Strangers out here were stranger than most. LAST, or FIRST depending on who you spoke to, was a town beyond the known world. To make it here wasn't natural. Sand Shades haunted the desert and the only way to survive them was to make a pact. Stay here forever or become one of them. It wasn't a choice.

Stumbling through the doors of the pub, the weary Swordsworn collapsed against the wall. To be inside, away from the sun, blinded him. Everything was bright green in his vision, his eyes unable to adjust to the sudden dark. His body tortured him, burning from the sun, ice in his blood from the shade. He had come all this way and still the gates were beyond his reach. His prey was escaping but now he had an idea of the one hunting him.

She was an Ark! The Demon was a bloody Ark! She would be unstoppable.

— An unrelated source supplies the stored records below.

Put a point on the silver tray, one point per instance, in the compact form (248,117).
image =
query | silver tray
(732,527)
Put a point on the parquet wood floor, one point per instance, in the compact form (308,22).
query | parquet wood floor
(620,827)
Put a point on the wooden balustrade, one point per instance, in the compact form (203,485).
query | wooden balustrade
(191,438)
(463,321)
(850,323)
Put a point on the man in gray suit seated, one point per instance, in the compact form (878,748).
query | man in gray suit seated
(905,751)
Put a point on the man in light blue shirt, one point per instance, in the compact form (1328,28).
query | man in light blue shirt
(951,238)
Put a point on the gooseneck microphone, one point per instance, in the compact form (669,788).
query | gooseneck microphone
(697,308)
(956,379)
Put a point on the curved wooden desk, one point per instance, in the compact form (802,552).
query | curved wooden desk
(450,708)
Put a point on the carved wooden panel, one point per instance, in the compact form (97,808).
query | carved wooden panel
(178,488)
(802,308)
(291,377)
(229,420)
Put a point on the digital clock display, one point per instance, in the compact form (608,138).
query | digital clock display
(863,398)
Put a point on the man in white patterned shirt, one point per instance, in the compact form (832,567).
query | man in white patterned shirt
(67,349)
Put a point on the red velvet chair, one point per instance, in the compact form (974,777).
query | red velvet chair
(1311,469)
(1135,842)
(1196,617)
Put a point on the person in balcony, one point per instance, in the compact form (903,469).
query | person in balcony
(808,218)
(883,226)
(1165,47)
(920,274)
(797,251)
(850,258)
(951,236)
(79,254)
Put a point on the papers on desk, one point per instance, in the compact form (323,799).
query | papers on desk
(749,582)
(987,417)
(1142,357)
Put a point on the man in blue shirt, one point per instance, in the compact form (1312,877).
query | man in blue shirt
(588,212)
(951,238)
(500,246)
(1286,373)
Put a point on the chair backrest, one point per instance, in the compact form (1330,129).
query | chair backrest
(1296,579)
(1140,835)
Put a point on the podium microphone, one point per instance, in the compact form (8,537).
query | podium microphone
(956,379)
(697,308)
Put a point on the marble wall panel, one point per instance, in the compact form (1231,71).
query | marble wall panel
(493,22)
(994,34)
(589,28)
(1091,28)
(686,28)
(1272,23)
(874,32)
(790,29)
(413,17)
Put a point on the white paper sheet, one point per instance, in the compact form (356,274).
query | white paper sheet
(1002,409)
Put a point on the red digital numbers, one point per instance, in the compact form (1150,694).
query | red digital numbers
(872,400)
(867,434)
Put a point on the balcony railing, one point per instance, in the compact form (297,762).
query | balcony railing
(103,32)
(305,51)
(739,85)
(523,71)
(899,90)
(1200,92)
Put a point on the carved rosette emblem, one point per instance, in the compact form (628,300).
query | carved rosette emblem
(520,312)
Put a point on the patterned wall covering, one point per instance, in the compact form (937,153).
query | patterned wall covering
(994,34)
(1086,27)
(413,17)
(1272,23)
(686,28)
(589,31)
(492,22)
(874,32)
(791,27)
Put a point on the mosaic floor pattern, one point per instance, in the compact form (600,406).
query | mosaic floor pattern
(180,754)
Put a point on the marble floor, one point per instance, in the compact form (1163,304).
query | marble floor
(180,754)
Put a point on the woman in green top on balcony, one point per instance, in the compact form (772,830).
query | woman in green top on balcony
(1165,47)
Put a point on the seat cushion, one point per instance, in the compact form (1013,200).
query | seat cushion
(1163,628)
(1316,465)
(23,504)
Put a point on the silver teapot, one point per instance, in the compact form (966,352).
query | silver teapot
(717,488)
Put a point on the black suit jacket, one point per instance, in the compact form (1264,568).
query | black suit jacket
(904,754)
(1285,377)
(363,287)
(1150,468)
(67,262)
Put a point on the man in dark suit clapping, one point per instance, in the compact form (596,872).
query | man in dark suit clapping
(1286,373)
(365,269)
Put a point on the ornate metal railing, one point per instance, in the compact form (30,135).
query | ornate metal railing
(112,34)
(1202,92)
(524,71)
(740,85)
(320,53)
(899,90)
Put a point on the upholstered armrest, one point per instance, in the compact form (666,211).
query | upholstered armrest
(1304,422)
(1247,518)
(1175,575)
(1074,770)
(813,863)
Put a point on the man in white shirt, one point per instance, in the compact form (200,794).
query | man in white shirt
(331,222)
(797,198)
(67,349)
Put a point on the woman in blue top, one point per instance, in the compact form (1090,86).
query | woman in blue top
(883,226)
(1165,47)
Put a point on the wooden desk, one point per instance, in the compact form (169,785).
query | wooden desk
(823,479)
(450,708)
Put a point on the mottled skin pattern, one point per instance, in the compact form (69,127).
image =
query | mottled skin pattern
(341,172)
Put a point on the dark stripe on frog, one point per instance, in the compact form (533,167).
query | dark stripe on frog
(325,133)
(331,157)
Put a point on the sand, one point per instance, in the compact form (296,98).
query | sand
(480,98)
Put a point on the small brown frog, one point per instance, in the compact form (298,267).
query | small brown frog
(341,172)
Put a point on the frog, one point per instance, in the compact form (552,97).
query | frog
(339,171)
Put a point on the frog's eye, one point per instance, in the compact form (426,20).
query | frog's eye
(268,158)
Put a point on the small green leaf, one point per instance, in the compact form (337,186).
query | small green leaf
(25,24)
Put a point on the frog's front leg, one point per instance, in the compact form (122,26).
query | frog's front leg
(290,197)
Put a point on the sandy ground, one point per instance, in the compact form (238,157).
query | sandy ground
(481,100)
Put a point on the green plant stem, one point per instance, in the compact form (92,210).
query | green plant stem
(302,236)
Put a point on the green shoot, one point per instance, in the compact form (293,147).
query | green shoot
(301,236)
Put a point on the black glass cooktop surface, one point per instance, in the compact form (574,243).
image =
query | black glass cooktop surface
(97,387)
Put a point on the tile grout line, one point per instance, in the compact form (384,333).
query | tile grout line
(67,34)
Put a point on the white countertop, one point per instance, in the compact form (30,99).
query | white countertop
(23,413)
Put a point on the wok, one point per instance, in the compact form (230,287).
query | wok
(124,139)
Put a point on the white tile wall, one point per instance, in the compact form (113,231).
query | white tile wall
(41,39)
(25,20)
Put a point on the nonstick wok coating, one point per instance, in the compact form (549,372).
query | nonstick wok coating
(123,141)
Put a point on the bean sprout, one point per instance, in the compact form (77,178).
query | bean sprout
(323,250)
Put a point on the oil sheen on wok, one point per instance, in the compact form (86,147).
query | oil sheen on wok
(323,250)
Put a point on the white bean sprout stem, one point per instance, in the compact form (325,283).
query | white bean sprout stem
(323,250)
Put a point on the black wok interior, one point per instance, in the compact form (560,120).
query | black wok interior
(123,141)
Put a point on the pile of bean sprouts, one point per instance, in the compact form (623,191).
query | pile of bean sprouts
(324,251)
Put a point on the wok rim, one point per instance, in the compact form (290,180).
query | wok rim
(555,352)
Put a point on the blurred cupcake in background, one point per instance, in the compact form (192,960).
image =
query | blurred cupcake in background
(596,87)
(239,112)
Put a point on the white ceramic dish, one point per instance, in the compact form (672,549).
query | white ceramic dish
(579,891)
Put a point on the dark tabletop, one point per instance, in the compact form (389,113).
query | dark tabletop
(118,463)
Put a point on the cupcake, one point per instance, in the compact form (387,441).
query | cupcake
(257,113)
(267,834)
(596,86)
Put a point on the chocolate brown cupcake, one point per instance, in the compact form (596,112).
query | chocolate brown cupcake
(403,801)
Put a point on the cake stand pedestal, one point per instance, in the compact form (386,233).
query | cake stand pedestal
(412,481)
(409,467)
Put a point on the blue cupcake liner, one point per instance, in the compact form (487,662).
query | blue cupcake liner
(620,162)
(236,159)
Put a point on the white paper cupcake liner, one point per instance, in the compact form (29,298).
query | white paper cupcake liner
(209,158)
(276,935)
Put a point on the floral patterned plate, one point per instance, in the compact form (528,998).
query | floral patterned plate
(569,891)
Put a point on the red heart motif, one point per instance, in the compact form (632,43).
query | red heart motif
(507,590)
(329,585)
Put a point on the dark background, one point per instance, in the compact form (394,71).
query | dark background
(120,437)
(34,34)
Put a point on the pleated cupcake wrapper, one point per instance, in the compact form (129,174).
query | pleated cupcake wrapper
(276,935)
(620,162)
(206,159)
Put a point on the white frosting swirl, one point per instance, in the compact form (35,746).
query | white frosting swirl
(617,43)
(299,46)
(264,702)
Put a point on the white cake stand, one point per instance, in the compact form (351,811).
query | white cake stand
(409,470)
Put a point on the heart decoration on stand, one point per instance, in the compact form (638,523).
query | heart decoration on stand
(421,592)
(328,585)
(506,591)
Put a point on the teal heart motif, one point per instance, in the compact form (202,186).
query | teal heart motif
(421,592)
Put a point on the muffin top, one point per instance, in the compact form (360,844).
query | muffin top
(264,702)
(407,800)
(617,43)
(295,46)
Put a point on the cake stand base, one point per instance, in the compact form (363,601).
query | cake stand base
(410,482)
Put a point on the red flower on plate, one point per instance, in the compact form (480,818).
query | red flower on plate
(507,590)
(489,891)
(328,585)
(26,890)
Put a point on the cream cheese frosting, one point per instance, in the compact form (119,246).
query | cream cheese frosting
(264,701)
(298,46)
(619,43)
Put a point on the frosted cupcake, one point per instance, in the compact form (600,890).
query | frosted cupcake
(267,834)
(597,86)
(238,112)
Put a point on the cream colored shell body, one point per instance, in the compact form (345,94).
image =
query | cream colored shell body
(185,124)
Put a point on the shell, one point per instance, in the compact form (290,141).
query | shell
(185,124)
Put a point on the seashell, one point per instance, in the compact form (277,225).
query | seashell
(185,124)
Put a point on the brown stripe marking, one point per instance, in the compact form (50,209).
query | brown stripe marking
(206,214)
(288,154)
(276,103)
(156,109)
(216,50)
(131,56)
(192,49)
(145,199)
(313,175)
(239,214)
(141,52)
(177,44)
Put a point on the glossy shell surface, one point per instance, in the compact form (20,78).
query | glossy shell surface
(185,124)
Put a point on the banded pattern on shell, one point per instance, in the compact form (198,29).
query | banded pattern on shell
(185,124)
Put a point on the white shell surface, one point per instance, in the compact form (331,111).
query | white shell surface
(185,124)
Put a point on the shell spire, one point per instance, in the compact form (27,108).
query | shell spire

And she had been here already. Had she past him in the desert, somehow missing him? No, that would be impossible. An Ark was never lost. She had been able to fire a grappling hook hundreds of kilometres to where he was standing. Whatever powers she had, they were powerful. So how did she reach here first? And why not wait for him?

"I liked Willy. He was my friend."

Rolling his head around until his vision cleared enough for him to see, he saw a middle aged woman with a rolling pin.

Of course he was, we're all friends here buddy o' pal o'mine. But Willy wasn't real, and neither are you and neither am I. Not anymore. I am dead, and you are are dead, and Willy's dead and She's an Ark.

"I am sorry for your loss."

The words burnt at his throat. The mud had dried again and he could do nothing more than spit orange dust. She merely shrugged. He waited. She said nothing else. Slowly his eyes were letting him see again. The woman continued to stand over him.

"How much for a roast?"

"We don't get paid to roast. We just stand outside."

"I meant the leg of lamb."

"No roast lamb. Only Willy can ask for a roast like that. But he's gone now. Bye-bye."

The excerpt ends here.